Ingest from query: control command (.set, .set-or-append, .set-or-replace) that points to query results is used for generating reports or small temporary tables.
Ingest from storage: control command (.ingest into) with data stored externally (for example, Azure Blob Storage) allows efficient bulk ingestion of data.
Latency of different methods:
|Ingest from query||Query time + processing time|
|Ingest from storage||Download time + processing time|
|Queued ingestion||Batching time + processing time|
Processing time depends on the data size, less than a few seconds. Batching time defaults to 5 minutes.
Choosing the most appropriate ingestion method
Before you start to ingest data, you should ask yourself the following questions.
- Where does my data reside?
- What is the data format, and can it be changed?
- What are the required fields to be queried?
- What is the expected data volume and velocity?
- How many event types are expected (reflected as the number of tables)?
- How often is the event schema expected to change?
- How many nodes will generate the data?
- What is the source OS?
- What are the latency requirements?
- Can one of the existing managed ingestion pipelines be used?

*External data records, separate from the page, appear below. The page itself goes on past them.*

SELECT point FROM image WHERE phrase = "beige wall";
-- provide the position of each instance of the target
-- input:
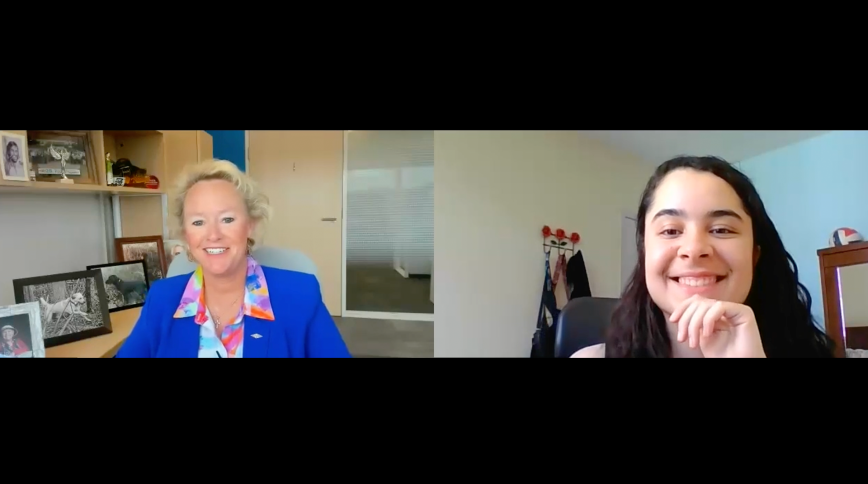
(854, 294)
(493, 192)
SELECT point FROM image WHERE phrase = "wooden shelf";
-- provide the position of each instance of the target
(104, 346)
(54, 187)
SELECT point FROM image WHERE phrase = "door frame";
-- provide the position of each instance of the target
(364, 314)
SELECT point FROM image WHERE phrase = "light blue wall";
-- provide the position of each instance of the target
(229, 145)
(810, 189)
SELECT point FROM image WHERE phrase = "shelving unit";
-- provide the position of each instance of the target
(137, 211)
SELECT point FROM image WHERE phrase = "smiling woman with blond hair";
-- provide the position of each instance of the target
(248, 310)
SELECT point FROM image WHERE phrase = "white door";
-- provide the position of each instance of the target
(301, 172)
(629, 256)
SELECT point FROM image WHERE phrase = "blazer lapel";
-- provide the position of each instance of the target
(256, 332)
(185, 337)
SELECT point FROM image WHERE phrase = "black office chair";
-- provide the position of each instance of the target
(583, 322)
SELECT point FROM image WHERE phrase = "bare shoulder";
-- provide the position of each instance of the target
(595, 351)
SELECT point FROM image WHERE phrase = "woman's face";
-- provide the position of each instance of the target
(698, 240)
(216, 226)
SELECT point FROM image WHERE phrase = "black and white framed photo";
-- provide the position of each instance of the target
(21, 331)
(149, 249)
(13, 151)
(73, 305)
(126, 284)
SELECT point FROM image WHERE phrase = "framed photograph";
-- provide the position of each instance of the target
(46, 148)
(21, 331)
(148, 249)
(14, 156)
(72, 306)
(126, 284)
(173, 248)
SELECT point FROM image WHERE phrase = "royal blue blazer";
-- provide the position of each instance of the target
(302, 326)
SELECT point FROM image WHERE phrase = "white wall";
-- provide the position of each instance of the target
(493, 192)
(44, 234)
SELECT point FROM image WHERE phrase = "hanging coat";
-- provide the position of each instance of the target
(577, 276)
(559, 282)
(543, 343)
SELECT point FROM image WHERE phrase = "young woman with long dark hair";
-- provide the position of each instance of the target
(713, 278)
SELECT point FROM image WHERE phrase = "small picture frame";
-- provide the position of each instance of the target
(13, 157)
(150, 249)
(126, 284)
(21, 331)
(72, 305)
(173, 248)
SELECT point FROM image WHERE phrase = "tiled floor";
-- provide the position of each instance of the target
(373, 338)
(382, 289)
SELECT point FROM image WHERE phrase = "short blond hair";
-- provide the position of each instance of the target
(258, 206)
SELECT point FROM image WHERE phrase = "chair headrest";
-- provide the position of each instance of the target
(583, 322)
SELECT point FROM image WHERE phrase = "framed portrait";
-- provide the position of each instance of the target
(21, 331)
(126, 284)
(46, 149)
(13, 151)
(72, 305)
(173, 248)
(149, 249)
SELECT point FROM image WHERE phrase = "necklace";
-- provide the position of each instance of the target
(217, 318)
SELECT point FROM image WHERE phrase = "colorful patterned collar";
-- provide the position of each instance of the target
(256, 301)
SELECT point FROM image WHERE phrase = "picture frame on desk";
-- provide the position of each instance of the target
(14, 163)
(72, 305)
(21, 331)
(126, 284)
(150, 249)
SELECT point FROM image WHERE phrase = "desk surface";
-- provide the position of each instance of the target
(104, 346)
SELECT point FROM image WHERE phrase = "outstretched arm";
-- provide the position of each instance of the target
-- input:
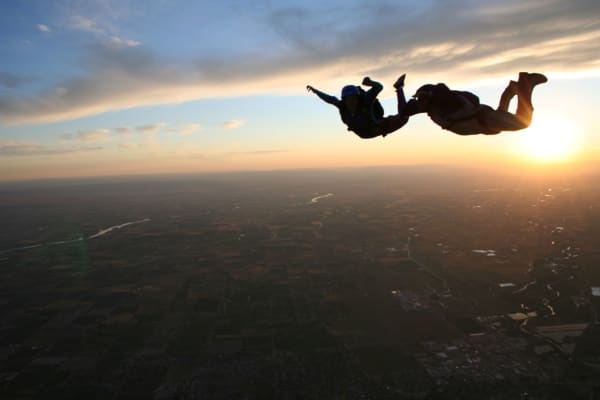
(324, 96)
(375, 89)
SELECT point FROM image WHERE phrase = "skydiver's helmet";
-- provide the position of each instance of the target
(424, 92)
(350, 90)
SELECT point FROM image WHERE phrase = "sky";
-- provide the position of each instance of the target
(94, 88)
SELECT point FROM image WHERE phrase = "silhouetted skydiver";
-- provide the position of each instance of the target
(361, 111)
(461, 113)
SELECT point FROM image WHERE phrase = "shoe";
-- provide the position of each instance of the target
(512, 88)
(399, 84)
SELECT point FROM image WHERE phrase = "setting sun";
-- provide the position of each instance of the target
(550, 138)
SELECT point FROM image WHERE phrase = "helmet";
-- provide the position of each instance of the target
(350, 90)
(424, 92)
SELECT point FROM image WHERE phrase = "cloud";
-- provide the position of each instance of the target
(92, 135)
(119, 42)
(233, 124)
(189, 129)
(124, 131)
(16, 149)
(44, 28)
(254, 153)
(326, 46)
(9, 80)
(81, 23)
(150, 128)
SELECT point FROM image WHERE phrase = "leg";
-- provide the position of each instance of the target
(507, 95)
(525, 86)
(494, 121)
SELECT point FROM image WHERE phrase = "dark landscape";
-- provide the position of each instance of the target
(383, 283)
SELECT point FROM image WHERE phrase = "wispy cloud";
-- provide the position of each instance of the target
(92, 135)
(485, 39)
(150, 128)
(254, 153)
(28, 149)
(234, 124)
(81, 23)
(9, 80)
(189, 129)
(44, 28)
(124, 131)
(117, 41)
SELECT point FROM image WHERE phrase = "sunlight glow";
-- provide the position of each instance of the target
(550, 138)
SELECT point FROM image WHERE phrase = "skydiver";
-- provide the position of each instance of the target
(461, 113)
(361, 111)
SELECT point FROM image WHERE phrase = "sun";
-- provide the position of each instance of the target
(550, 138)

For organizations with an existing infrastructure that are based on a messaging service like Event Hub and IoT Hub, using a connector is likely the most appropriate solution. Queued ingestion is appropriate for large data volumes.
Supported data formats
For all ingestion methods other than ingest from query, format the data so that Azure Data Explorer can parse it.
- The supported data formats are: TXT, CSV, TSV, TSVE, PSV, SCSV, SOH, JSON (line-separated, multi-line), Avro, and Parquet.
- Supports ZIP and GZIP compression.
When data is being ingested, data types are inferred based on the target table columns. If a record is incomplete or a field cannot be parsed as the required data type, the corresponding table columns will be populated with null values.
Ingestion recommendations and limitations
- The effective retention policy of ingested data is derived from the database's retention policy. See retention policy for details. Ingesting data requires Table ingestor or Database ingestor permissions.
- Ingestion supports a maximum file size of 5 GB. The recommendation is to ingest files between 100 MB and 1 GB.
Schema mapping helps bind source data fields to destination table columns.
- CSV Mapping (optional) works with all ordinal-based formats. It can be performed using the ingest command parameter or pre-created on the table and referenced from the ingest command parameter.
- JSON Mapping (mandatory) and Avro mapping (mandatory) can be performed using the ingest command parameter. They can also be pre-created on the table and referenced from the ingest command parameter.